La devise de ce gouvernement a depuis toujours été :"la caravane passe, les chiens aboient... mais la caravane passe quand même". Si ce gouvernement obtient un second mandat malgré la gronde populaire, ce n'est pas une caravane qu'ils ont, c'est un rouleau compresseur !!!! Mais comme dit l'adage, chaque nation a le gouvernement qu'il mérite.

On ne sait plus quoi chercher, la Cène, le graal ,Judas ou les 11 sujets présents au fameux dîner ( répartition de la tarte).....

Une enquête indépendante et vite !

La subvention publique de la "Table à manger" des Marocains est une erreur monumentale. Tout économiste qui se respecte vous dira qu'on ne subventionne jamais la consommation de masse non liée à une production nationale, surtout dans un pays en voie développement comme le Maroc . Ils ont voulu créer à tout prix cette classe moyenne rurale politicienne par le recours à la rente et aux dépens des deniers publics , en attendant le retour de l'ascenseur aux élections prochaines , mais ils ont récolté le scandale et l'indignation générale. Le politique et l'économique n'ont jamais fait bon ménage , et c'est pas au Maroc que ça va réussir. Demandez à Elon Musk il en sait quelques choses.
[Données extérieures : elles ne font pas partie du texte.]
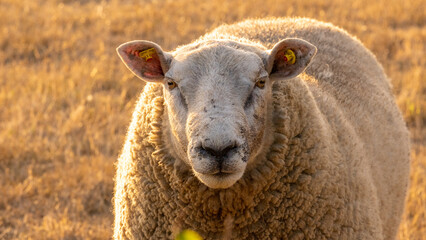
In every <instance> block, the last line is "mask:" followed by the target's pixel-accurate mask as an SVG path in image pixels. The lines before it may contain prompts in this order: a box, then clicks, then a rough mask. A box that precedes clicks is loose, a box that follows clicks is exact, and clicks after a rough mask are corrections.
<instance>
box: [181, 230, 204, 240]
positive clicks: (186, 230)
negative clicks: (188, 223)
mask: <svg viewBox="0 0 426 240" xmlns="http://www.w3.org/2000/svg"><path fill="white" fill-rule="evenodd" d="M175 240H203V238H202V237H201V236H200V235H199V234H198V233H197V232H195V231H192V230H189V229H187V230H183V231H182V232H180V233H179V235H177V237H176V238H175Z"/></svg>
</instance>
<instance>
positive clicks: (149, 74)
mask: <svg viewBox="0 0 426 240" xmlns="http://www.w3.org/2000/svg"><path fill="white" fill-rule="evenodd" d="M141 61H142V62H143V63H142V69H141V73H142V75H144V76H145V77H148V78H152V77H160V76H164V73H163V69H162V68H161V63H160V59H159V57H158V55H157V53H155V54H153V55H152V58H151V59H149V60H147V61H145V60H144V59H141Z"/></svg>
Comment 13 milliards se sont volatilisés On engraisse des importateurs sur le dos des consommateurs Marocains est une vérité pénible sans qu'il y a impact sur les prix on se demande comment on a pu arriver à cette réalité seulement pour assouvir la soif d'importateurs qui ont accumulé des richesses colossales avec des manœuvres douteuses quelques soient le nombre de ces sangsues la loi doit les entendre et les punir vigoureusement

Les finances de l'état sont devenus un casino ou les mieux placés se servent sans aucune crainte...bravo

Je demande une seule réponse (loin du montant gastronomique), puisque le but était de baisser les prix, pourquoi le résultat est totalement un échec ???????